Liz Wager: How should editors respond to plagiarism?

Liz WagerGross plagiarism is easy to spot and most people agree it’s wrong, so it’s relatively easy to deal with. But while stealing somebody else’s paper and pretending it’s your own is obvious misconduct, it’s surprisingly hard to define exactly what plagiarism is, especially for more minor offences. It would be helpful if we could agree a definition of plagiarism (or a classification of different types) so that editors (and teachers) could decide how they should handle it/them. Editors now have access to powerful text-matching software (such as CrossCheck or even a simple Google™ search). It’s now easy to discover the percentage of text in one document that matches text in another (or several others). But it’s much more difficult to know what those numbers mean. In fact, one editor I know says that the numbers are meaningless (although she admits that the tools are helpful for flagging up possible problems and then looking for large matches).

I agree that it wouldn’t be helpful to rule that, say, anything above 50% matching text was major plagiarism, anything from 20-49% constituted minor plagiarism, and <20% was simply chance. While the amounts are helpful, they are only one aspect that should be considered. It’s also important to realise that data and figures can be plagiarised but won’t be picked up with text-matching software. Similarly, if work is translated and then appropriated, the words won’t match but this is clearly a form of plagiarism. And it is also possible to plagiarise somebody’s theory or analytical framework but express it in different words and claim it as your own, so the definition needs to cover more than simply identical text.

Another problem is that software can spot identical strings of words but can’t distinguish between common terms and sparks of original genius.

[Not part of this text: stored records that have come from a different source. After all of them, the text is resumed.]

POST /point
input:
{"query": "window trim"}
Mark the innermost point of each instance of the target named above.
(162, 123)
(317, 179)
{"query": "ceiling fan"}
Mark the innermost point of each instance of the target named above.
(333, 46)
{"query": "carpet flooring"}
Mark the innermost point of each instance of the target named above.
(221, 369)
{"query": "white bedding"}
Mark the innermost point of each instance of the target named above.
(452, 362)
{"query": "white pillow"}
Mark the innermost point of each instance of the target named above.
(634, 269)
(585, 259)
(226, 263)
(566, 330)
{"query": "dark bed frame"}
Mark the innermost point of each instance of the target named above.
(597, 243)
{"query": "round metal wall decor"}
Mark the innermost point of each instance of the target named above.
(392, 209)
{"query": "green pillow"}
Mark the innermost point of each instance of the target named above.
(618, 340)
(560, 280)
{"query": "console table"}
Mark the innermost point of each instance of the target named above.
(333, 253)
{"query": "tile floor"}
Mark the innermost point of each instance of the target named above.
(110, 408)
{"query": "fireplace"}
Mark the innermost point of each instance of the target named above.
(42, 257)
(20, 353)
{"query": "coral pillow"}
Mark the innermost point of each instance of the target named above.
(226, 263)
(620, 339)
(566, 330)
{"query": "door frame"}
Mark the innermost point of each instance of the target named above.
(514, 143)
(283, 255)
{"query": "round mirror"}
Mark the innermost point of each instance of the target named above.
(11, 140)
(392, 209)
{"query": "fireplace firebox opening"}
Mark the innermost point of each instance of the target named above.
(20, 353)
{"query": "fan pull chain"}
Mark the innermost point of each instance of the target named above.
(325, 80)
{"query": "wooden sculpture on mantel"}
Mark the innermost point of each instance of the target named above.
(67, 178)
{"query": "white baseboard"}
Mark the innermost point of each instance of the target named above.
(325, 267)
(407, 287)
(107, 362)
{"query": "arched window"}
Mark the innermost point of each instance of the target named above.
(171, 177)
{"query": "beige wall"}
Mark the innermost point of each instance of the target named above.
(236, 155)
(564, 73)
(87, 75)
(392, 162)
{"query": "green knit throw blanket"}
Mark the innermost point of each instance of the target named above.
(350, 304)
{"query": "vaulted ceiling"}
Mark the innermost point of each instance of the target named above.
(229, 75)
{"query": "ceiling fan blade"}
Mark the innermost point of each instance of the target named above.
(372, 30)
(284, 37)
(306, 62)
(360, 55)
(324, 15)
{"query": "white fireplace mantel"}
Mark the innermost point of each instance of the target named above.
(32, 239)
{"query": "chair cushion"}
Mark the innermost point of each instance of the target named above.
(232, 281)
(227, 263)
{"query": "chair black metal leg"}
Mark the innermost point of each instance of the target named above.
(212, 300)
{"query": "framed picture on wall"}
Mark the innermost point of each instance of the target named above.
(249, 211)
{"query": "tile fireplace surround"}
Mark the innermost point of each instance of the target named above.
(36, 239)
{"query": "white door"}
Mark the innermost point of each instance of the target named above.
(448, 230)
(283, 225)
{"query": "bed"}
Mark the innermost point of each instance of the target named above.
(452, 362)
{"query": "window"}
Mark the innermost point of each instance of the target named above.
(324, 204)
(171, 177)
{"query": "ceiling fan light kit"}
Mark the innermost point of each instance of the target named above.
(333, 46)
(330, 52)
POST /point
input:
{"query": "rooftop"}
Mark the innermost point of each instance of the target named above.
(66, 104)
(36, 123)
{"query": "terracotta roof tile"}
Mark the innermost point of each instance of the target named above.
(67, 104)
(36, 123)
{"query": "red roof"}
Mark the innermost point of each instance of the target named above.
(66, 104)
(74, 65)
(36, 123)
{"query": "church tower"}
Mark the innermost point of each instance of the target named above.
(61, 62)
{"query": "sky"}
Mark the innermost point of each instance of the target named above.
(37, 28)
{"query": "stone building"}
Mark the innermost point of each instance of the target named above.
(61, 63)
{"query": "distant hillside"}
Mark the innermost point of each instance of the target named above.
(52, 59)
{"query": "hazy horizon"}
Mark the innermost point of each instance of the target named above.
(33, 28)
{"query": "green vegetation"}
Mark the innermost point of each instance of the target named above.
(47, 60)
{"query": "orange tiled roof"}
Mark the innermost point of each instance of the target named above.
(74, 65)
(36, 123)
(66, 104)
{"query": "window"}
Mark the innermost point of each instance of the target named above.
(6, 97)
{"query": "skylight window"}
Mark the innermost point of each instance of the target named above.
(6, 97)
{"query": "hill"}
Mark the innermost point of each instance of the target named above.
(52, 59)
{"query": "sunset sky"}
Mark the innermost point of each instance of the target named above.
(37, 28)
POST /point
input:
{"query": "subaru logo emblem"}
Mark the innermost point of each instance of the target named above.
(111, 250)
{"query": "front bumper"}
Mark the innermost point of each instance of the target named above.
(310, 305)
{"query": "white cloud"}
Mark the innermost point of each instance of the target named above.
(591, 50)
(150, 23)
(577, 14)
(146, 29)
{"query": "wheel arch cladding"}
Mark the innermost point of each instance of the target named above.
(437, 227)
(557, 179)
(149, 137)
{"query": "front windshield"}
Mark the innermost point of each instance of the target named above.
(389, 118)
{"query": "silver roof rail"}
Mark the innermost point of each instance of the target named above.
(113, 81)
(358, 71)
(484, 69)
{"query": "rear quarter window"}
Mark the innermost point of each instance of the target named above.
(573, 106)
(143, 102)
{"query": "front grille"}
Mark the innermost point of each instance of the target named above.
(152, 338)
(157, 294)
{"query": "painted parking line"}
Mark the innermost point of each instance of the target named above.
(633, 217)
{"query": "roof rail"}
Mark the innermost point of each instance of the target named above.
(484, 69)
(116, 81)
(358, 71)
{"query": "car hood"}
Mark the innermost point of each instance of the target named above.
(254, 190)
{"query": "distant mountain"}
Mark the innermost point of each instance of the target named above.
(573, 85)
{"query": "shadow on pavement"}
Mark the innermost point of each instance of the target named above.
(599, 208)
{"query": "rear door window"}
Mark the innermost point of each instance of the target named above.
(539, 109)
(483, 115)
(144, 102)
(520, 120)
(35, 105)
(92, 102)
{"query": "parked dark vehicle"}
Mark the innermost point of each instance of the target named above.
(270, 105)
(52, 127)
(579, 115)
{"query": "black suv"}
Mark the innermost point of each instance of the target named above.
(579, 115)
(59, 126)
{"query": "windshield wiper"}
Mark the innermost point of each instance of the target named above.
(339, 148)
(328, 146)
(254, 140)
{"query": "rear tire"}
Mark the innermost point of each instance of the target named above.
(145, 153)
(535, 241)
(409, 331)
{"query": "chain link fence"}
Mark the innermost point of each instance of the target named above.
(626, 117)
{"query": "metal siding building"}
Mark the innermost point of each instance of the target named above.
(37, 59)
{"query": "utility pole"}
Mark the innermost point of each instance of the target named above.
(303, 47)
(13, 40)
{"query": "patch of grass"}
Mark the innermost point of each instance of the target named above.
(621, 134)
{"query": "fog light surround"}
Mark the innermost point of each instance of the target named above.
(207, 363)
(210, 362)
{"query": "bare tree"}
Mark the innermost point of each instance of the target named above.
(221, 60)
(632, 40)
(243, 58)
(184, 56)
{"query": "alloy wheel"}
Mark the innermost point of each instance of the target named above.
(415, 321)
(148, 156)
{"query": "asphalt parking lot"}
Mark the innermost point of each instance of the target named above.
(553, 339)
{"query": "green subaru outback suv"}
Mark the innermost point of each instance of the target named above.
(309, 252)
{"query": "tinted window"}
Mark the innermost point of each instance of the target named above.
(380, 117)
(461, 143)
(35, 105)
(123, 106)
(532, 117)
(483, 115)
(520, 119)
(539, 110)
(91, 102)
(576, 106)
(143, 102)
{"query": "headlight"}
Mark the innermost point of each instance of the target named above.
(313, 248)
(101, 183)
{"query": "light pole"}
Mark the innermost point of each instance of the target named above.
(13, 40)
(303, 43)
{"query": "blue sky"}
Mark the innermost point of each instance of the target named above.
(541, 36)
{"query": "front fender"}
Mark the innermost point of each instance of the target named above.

To illustrate the problem, if you Google the phrase “p<0.005 was considered statistically significant” you’ll find 588,000 documents that contain it or 410,000 stating that research was “performed according to the Declaration of Helsinki.” Nobody knows who first used these strings and probably nobody cares, but other shorter strings such as “the winter of our discontent” (Shakespeare) or “the end of the beginning” (Churchill) are clearly quotations which ought to be attributed.

So, it’s hard to define plagiarism but COPE (the Committee on Publication Ethics) wants to try, and would appreciate your help. We’ve produced a discussion document (available at:
and would like comments from anyone who’s interested (researchers, authors, students, academics, editors, and readers).

Conflict of interest: I wrote the COPE discussion document on plagiarism and am chair of COPE …. so this is blatant advertising, but it isn’t plagiarised!

Liz Wager PhD is a freelance medical writer, editor, and trainer. She is the current chair of the Committee on Publication Ethics (COPE).

  • Bob Creutz

    Liz – We spend a lot of time at iThenticate (the developers of the software that powers CrossCheck) trying to discourage users from putting too great an emphasis on raw similarity index.  In fact, I have been referring many editors to IEEE's CrossCheck Information Page (specifically,…  At the end of the guide, you will see four iThenticate report classifications.  These classifications are tremendously useful, and will likely allow for greater efficiency in reviewing iThenticate reporting results.  Always love reading your blogs.

    Bob Creutz  

  • Liz Wager

    Thanks so much. iThenticate / CrossCheck is a fantastic tool (and I hope you didn't think my remarks were disparaging it in any way) but we do sometimes get calls from editors asking for COPE to set arbitrary limits (which we always resist). Thanks for the link to the classifications.

  • Tiago Villanueva

    How about text that is plagiarised from, say, English, and re-published in another language? How will it be possible to deal with that sort of global, trans-national and multi-lingual plagiarism? Has COPE thought about  that?

  • Liz Wager

    Indeed, we mention this in our paper, as this kind of plagiarism cannot be detected automatically by software, so it is harder to detect — but it is definitely plagiarism!